На этого рода неисправных должников обратил Федор Петрович особое внимание и уже в 1830 году стал хлопотать об организации «искупления должников». Он внес в комитет небольшой капитал, увеличившийся затем доставленными им пожертвованиями, между прочим, от Скарятиной 200 рублей и от Сенявиной 100 рублей и ежегодным отпуском особой суммы со стороны комитета, для выкупа несостоятельных должников, содержащихся в московской долговой тюрьме за недоимки. По предложению его, комитет постановил — ежегодно, в день кончины основателя попечительного о тюрьмах общества императора Александра I, — производить выкуп подобных должников. Гааз стал, вместе с тем, следить за точным и согласным с действительностью обозначением размеров недоимки, числившейся за ними, не жалея времени и труда на справки и личные проверки, сопряженные с разными неприятностями. Как видно из дел комитета, 1840 год особенно богат в жизни Гааза столкновениями и препирательствами в этом отношении с тюремным начальством и присяжными попечителями. Затем переписка по эти вопросам уменьшается и прекращается вовсе. По-видимому, оппоненты неугомонного старика махнули на него рукой и стали ему уступать, не споря…
За стенами долговой тюрьмы оставалась семья должника. Она лишалась своего кормильца, а «кормовых денег» не получала. Мысль и о ней тревожила Гааза. В марте 1832 года, по его почину и при деятельном участии одного из выдающихся директоров комитета, Львова, комитет постановил отделять часть из своих сумм на помощь семействам содержащихся в долговой тюрьме, предоставив заведование этим делом Львову и Гаазу. Последний, по словам А. К. Жизневского, часто посещал эту тюрьму и входил во все подробности жизни содержащихся, помогая действительно несчастным между ними — словом и делом, заступничеством и посредничеством.
XI
Деятельность Гааза по отношению к больному ничем не отличалась от его деятельности по отношению к преступному и к несчастному человеку. И в области прямого призвания и служебных обязанностей отзывчивое сердце Федора Петровича, полное возвышенного беспокойства о людях, давало себя чувствовать на каждом шагу.
В заведовании Гааза, назначенного главным врачом московских тюремных больниц, находились: мужская больница на 72 кровати при тюремном замке, устроенная на пожертвования, по проекту его друга, доктора Поля, вместо прежних неудобных и недостаточных палат, в одном из коридоров замка; затем отделение ее на Воробьевых горах для пересыльных и, наконец, помещение для больных арестантов при старой Екатерининской больнице.

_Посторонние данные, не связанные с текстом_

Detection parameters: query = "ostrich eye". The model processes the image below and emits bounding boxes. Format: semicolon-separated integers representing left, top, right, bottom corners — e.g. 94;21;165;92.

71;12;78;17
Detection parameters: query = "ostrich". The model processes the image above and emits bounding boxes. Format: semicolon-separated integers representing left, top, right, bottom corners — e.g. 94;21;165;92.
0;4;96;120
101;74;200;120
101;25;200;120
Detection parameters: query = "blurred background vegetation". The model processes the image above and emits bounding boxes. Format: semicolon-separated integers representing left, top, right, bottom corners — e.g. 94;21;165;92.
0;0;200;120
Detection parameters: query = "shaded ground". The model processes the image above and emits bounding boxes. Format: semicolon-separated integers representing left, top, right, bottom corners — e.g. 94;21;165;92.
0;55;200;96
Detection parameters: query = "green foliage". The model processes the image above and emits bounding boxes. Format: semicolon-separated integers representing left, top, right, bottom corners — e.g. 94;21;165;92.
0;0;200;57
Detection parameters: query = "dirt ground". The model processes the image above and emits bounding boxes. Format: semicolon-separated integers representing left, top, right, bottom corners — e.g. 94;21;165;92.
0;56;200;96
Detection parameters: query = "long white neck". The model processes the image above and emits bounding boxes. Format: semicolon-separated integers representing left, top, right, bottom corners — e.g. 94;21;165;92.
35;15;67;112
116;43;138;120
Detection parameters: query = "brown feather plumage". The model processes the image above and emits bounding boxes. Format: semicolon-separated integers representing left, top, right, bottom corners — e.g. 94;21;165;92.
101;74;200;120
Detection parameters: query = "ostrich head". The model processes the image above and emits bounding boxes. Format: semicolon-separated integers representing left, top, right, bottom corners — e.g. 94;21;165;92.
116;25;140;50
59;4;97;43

С 1838 по 1854 год в тюремных больницах числилось больных 31 142 человека; в лазарете пересыльной тюрьмы — 12 673. Когда в 1839 и 1840 годах в губернском замке с чрезвычайною силою развился тиф, последнее помещение было очень расширено и вмещало до 400 больных обоего пола. По прекращении эпидемии Гааз стал хлопотать, чтобы число кроватей не было сокращаемо. В полицейские части, для кратковременного содержания или для «вытрезвления», поступали часто больные чесоткою и, как выражался народ, «французскою болезнью». Отпущенные домой, они грозили сообщением своих прилипчивых недугов окружающим. Заботиться о лечении большинства из них было некому, а у самих больных не было ни средств, ни охоты. Гааз выпросил у князя Голицына распоряжение о присылке таких больных в пустовавший тюремный лазарет при Старо-Екатерининской больнице и о даровом их пользовании. Первоначально он и жил при этой больнице, в маленькой квартире.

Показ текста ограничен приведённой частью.